Formula E, the world's first, and only all-electric racing series, is hitting the streets of the borough's Red Hook district on Saturday and Sunday -- the first time an international motor race of any description has been staged in The Big Apple.
The addition of New York to Formula E's race calendar represents an important milestone for the sport which already boasts an impressive roster of city-center venues including Paris, Hong Kong, Buenos Aires and Montreal -- which will host the season three finale at the end of July.
"We think this race in New York is a turning point for Formula E," says Formula E CEO Alejandro Agag
. "It shows how far the championship has come -- New York is basically the capital of the world."
The series has visited American shores before -- Long Beach has hosted two ePrix and Miami featured in the inaugural season -- but racing in New York raises Formula E's profile even higher.
"It's unreal to be in New York to race," Felix Rosenqvist, driver for the Mahindra Racing team, told CNN.
"It's the first time that anyone has done it and I'm happy to be part of that."
The Swede currently lies third in the drivers' title race behind arch rivals Lucas di Grassi and championship leader Sebastian Buemi -- although the latter will not feature at this weekend's races.
A calendar clash with the World Endurance Championship
-- which also affects Formula E regular Jose-Maria Lopez -- means GP2 champion Pierre Gasly and Alex Lynn will make their electric car debuts.

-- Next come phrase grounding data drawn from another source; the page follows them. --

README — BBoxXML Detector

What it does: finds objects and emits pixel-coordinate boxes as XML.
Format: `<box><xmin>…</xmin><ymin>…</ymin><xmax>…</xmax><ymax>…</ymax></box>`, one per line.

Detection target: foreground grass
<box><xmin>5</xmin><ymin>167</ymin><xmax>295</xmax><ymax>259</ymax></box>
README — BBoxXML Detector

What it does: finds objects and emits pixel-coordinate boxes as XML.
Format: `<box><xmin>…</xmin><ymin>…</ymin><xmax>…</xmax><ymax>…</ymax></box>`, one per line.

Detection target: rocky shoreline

Rosenqvist has excelled in his rookie season, finishing on the podium three times, including a maiden win in Berlin last month
The 25-year-old has earned a reputation as something of a street circuit specialist but the 1.95-kilometer (1.2-mile) layout in Red Hook will be challenging.

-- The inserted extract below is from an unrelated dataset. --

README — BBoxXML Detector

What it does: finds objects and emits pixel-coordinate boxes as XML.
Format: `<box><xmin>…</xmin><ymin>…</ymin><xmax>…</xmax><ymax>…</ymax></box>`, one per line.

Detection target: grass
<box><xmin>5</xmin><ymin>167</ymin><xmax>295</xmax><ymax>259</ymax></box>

"From the simulator it seems quite tight and twisty," Rosenqvist says of the course that runs around the waterside at Red Hook.

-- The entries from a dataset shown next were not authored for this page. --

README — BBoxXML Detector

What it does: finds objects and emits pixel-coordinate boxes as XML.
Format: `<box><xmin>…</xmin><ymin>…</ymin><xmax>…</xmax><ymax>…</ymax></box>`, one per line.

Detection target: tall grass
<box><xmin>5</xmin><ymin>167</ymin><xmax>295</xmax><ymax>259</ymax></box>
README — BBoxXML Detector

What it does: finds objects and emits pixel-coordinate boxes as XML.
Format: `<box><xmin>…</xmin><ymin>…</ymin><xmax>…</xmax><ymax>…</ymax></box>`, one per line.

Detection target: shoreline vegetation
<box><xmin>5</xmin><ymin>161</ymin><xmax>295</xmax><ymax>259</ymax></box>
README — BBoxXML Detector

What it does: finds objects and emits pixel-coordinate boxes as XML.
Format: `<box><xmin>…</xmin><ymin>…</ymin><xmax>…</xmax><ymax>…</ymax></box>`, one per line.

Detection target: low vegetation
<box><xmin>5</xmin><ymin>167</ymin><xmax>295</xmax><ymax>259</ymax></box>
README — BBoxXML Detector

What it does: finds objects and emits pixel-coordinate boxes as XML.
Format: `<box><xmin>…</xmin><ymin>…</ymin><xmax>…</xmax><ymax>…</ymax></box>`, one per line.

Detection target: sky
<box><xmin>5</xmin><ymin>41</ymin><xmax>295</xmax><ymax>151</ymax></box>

"It's definitely one of those really technical circuits -- I think you can compare it to Paris a little bit. So I think damage limitation is going to be one key thing this weekend."
Brooklyn-based businessman Matt Lewis, co-owner of Baked NYC
-- a stone's throw from the race track -- has given Formula E's arrival the thumbs up.
"Anybody that's trying to do something in Red Hook that can bring business and jobs to the community we embrace them with open arms -- as long they have this continued back dialogue with the community," Lewis told CNN.
"And to their credit Formula E did have that reach out."
The sport's polished image might seem slightly at odds with the gritty Brooklyn vibe but there is common ground between the two on the subject of renewable energy.
In the wake of Hurricane Sandy -- which caused extensive damage, flooding and power outages in October 2012 -- efforts have been stepped up to generate more electricity locally.
A recent initiative, the Brooklyn Microgrid
, allows locals with solar panels to sell any excess energy to their neighbors with a long-term aim that the borough can achieve a degree of independence from the grid.
Formula E won't be providing too much of a drain on local electrical supplies during its flying visit -- all the race cars are charged using carbon-neutral glycerine generators provided by UK firm Aquafuel.
Both New York ePrix races are reportedly sold out and spectators heading over to Brooklyn can expect a warm welcome and some spectacular views of the city from the grandstands.
"It's always been a great little neighborhood and it still has, unlike many, many parts of New York, that neighborhood feel," Lewis says.
"Red Hook has a very special in my heart because I think it's one of the very few areas in New York that has an amazing view of the Statue of Liberty."
The stage is set for electric racing's torchbearers.